The devil is in the details, as they say. Where photography is concerned, textures number among those details. Something that I’ve discovered over the years is that certain textures just don’t photograph all that well. This is something that is particularly prominent in black and white photography, but it can hold true for color photography, too.
For instance, when we’re using a backdrop for a photographic subject—a still life, or a product photo—there are certain backdrop materials that tend not to look all that great. Posterboard is one example that I can think of. Using a black poster board as a backdrop works, but only if you use a narrow depth of field in order to isolate your subject and blur the background, otherwise, it just doesn’t look all that great.
I suspect that certain surfaces require special care when you’re taking pictures of them. Cement and concrete are two more examples that come to mind. Something about the way it shows up in photographs, especially black and white photographs, makes it not quite as attractive as one might initially imagine. Of course, this is true only if you’re close enough to the cement that the texture is in focus—then it doesn’t always render all that well in a finished photograph.
I bring up textures because I think it’s important to pay attention to them. And texture is a very easy detail to overlook, particularly when you stop to consider all the rest of the aspects of your composition. Colors, shapes, tones, the arrangement within the frame, the exposure, and so on—among all the rest of these thoughts, textures can easily be buried.
But pay attention to them because they can distract or detract from a photograph. Stop to consider them along with the rest of your composition—or better yet, take a few test images, then examine them on your camera’s live view to get a feel for how they look within the finished image. If you spot issues? Then it’s time to be creative. Can you use a narrow depth of field to eliminate undesirable textures, or do you need to back away from a concrete wall so that you’re not picking up the finer details? It’s definitely something to analyze!
And, too, keep in mind that just as texture can take away from an image, so too can it add to an image. Rough stone, tree bark, interesting wood grain—these things and more can make for interesting images in and of themselves.
The real question is, how do you know when to add texture, and when to take it away? To my mind, there are a couple of angles at which to look at this. In the interior design world, for example, designers often put together rooms focusing on a mixture of contrasting textures in order to provide visual interest. Soft, fuzzy rugs paired with rough woven wicker furniture, for example. If textures within your image can provide this type of interest and contrast, then you may want to make sure that they’re a prominent part of the photograph.

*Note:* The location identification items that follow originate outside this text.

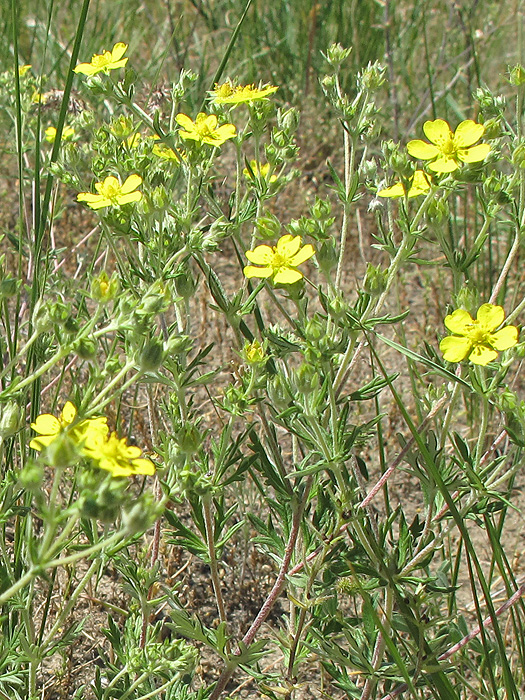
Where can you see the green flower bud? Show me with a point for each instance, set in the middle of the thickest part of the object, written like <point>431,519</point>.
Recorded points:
<point>336,54</point>
<point>321,209</point>
<point>517,75</point>
<point>122,127</point>
<point>104,289</point>
<point>32,476</point>
<point>42,318</point>
<point>508,401</point>
<point>159,197</point>
<point>254,353</point>
<point>372,77</point>
<point>493,129</point>
<point>327,256</point>
<point>188,438</point>
<point>306,379</point>
<point>288,120</point>
<point>375,280</point>
<point>518,156</point>
<point>9,287</point>
<point>152,355</point>
<point>185,284</point>
<point>438,211</point>
<point>268,226</point>
<point>86,349</point>
<point>10,419</point>
<point>156,300</point>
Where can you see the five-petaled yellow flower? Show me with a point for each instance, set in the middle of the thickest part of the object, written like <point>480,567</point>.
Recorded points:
<point>478,340</point>
<point>204,129</point>
<point>117,457</point>
<point>228,94</point>
<point>67,133</point>
<point>278,262</point>
<point>419,184</point>
<point>112,193</point>
<point>259,170</point>
<point>82,433</point>
<point>104,62</point>
<point>448,150</point>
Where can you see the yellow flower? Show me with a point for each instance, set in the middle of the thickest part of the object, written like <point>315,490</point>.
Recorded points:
<point>104,62</point>
<point>112,193</point>
<point>260,171</point>
<point>278,261</point>
<point>83,433</point>
<point>204,129</point>
<point>419,184</point>
<point>477,339</point>
<point>117,457</point>
<point>67,133</point>
<point>448,150</point>
<point>228,94</point>
<point>40,97</point>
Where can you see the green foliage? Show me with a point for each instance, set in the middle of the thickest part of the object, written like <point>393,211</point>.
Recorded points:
<point>213,393</point>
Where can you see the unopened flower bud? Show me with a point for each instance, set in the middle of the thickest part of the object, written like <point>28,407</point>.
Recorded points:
<point>10,419</point>
<point>152,355</point>
<point>336,54</point>
<point>517,75</point>
<point>104,289</point>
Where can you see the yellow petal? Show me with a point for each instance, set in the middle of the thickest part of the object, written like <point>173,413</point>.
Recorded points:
<point>95,201</point>
<point>261,255</point>
<point>505,338</point>
<point>490,316</point>
<point>127,198</point>
<point>69,413</point>
<point>455,349</point>
<point>288,245</point>
<point>225,132</point>
<point>185,122</point>
<point>118,64</point>
<point>210,120</point>
<point>459,322</point>
<point>437,131</point>
<point>422,149</point>
<point>251,271</point>
<point>131,183</point>
<point>482,355</point>
<point>287,276</point>
<point>110,182</point>
<point>396,190</point>
<point>118,51</point>
<point>46,424</point>
<point>85,69</point>
<point>445,164</point>
<point>467,133</point>
<point>305,253</point>
<point>42,441</point>
<point>143,466</point>
<point>474,154</point>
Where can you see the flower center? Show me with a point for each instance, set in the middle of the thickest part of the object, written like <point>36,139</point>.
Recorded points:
<point>477,335</point>
<point>101,60</point>
<point>110,190</point>
<point>448,146</point>
<point>279,260</point>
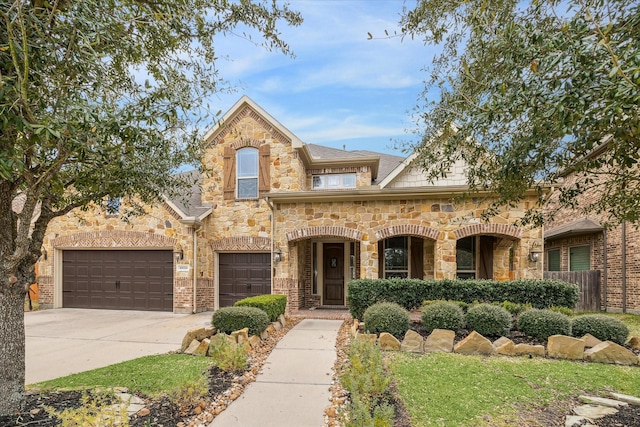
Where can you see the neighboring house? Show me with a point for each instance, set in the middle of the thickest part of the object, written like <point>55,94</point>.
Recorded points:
<point>273,214</point>
<point>574,242</point>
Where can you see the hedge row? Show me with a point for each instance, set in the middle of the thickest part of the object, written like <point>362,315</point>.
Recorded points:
<point>410,293</point>
<point>273,305</point>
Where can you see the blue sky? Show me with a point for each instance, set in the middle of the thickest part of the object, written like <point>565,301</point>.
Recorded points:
<point>341,89</point>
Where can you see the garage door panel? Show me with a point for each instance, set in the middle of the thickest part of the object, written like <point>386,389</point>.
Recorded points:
<point>242,275</point>
<point>118,279</point>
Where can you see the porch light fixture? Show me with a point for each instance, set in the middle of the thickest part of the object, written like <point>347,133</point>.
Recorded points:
<point>277,255</point>
<point>534,255</point>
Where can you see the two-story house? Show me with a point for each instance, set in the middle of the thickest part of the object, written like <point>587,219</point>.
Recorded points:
<point>273,214</point>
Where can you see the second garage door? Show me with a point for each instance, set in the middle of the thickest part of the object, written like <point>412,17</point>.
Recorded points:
<point>243,275</point>
<point>118,279</point>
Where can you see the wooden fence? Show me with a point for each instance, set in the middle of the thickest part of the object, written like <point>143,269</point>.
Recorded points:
<point>589,283</point>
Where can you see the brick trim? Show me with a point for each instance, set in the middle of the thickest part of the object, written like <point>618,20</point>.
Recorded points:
<point>407,230</point>
<point>242,243</point>
<point>324,231</point>
<point>113,239</point>
<point>493,229</point>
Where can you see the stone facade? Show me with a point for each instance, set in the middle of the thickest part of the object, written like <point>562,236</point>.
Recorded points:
<point>294,223</point>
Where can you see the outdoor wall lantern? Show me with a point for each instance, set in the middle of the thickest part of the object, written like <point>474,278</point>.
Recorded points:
<point>534,255</point>
<point>277,255</point>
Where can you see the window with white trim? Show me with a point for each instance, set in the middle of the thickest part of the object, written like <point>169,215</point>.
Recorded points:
<point>247,173</point>
<point>333,181</point>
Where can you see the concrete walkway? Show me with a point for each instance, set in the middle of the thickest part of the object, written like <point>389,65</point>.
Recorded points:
<point>292,388</point>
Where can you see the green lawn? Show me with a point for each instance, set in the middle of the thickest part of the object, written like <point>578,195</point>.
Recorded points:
<point>151,375</point>
<point>454,390</point>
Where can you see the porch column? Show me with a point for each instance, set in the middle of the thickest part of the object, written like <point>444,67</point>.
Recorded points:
<point>445,256</point>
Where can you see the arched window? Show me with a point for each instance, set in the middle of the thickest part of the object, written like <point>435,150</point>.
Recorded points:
<point>247,173</point>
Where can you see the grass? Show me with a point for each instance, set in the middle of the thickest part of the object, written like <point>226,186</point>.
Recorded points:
<point>455,390</point>
<point>151,375</point>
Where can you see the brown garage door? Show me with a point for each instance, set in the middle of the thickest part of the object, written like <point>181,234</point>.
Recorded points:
<point>119,279</point>
<point>243,275</point>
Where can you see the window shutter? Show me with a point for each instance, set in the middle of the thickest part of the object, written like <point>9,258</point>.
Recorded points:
<point>579,258</point>
<point>264,175</point>
<point>229,173</point>
<point>553,260</point>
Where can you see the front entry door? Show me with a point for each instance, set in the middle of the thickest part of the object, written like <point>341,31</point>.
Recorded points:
<point>333,255</point>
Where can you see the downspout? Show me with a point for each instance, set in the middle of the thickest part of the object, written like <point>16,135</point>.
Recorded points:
<point>624,266</point>
<point>605,270</point>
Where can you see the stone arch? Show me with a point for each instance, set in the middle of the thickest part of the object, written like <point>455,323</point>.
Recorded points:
<point>490,229</point>
<point>242,243</point>
<point>324,231</point>
<point>407,230</point>
<point>113,239</point>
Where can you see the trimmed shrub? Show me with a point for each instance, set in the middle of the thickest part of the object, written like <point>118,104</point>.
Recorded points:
<point>442,315</point>
<point>604,328</point>
<point>273,305</point>
<point>230,319</point>
<point>541,324</point>
<point>386,317</point>
<point>489,320</point>
<point>411,293</point>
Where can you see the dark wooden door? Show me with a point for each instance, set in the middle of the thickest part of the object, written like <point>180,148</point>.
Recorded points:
<point>118,279</point>
<point>243,275</point>
<point>333,256</point>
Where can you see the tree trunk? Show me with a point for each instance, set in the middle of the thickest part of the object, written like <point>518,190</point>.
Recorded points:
<point>12,346</point>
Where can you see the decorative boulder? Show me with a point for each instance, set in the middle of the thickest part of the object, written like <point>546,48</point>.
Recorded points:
<point>474,343</point>
<point>389,342</point>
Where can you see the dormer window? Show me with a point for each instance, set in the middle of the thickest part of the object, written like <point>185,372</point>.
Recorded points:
<point>334,181</point>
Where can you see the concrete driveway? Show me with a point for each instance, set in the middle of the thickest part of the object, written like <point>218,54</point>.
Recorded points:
<point>63,341</point>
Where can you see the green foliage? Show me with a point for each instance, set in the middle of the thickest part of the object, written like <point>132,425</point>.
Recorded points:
<point>411,293</point>
<point>365,379</point>
<point>97,410</point>
<point>541,324</point>
<point>564,310</point>
<point>509,77</point>
<point>604,328</point>
<point>230,319</point>
<point>227,355</point>
<point>442,315</point>
<point>273,305</point>
<point>489,320</point>
<point>386,317</point>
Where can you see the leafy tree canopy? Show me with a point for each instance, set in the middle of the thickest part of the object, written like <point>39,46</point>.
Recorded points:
<point>100,98</point>
<point>535,92</point>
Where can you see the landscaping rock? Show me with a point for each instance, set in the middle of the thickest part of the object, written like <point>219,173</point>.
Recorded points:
<point>603,401</point>
<point>610,352</point>
<point>440,340</point>
<point>564,347</point>
<point>634,342</point>
<point>474,343</point>
<point>412,342</point>
<point>631,400</point>
<point>192,334</point>
<point>192,347</point>
<point>593,412</point>
<point>389,342</point>
<point>590,341</point>
<point>203,348</point>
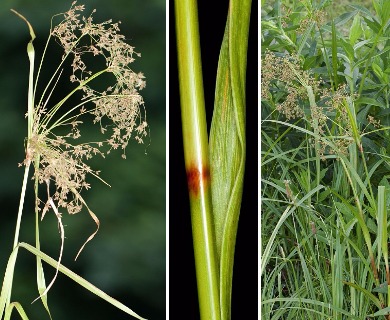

Another way to pick and choose textures is to pick and choose the senses you want to evoke. Photography is a visual medium, but it is possible to call out to the other senses—and texture is one way to do it. Include the details of rough stone so that people can imagine how it must feel to run their fingers over it, or highlight the glistening surface of a sliced orange to evoke the sense of taste. In this way, texture can be used to create a visual experience that invites people to look past what they see in order to imagine it with other senses. Textures—they can be tricky to manage. But if you approach photography with an eye not only to colors, shapes, and composition but also the textures of the objects making up your composition, you’ll start to see how you can create a complete sensory experience.
Now go . . . and enjoy the beauty of God’s creation through your lens.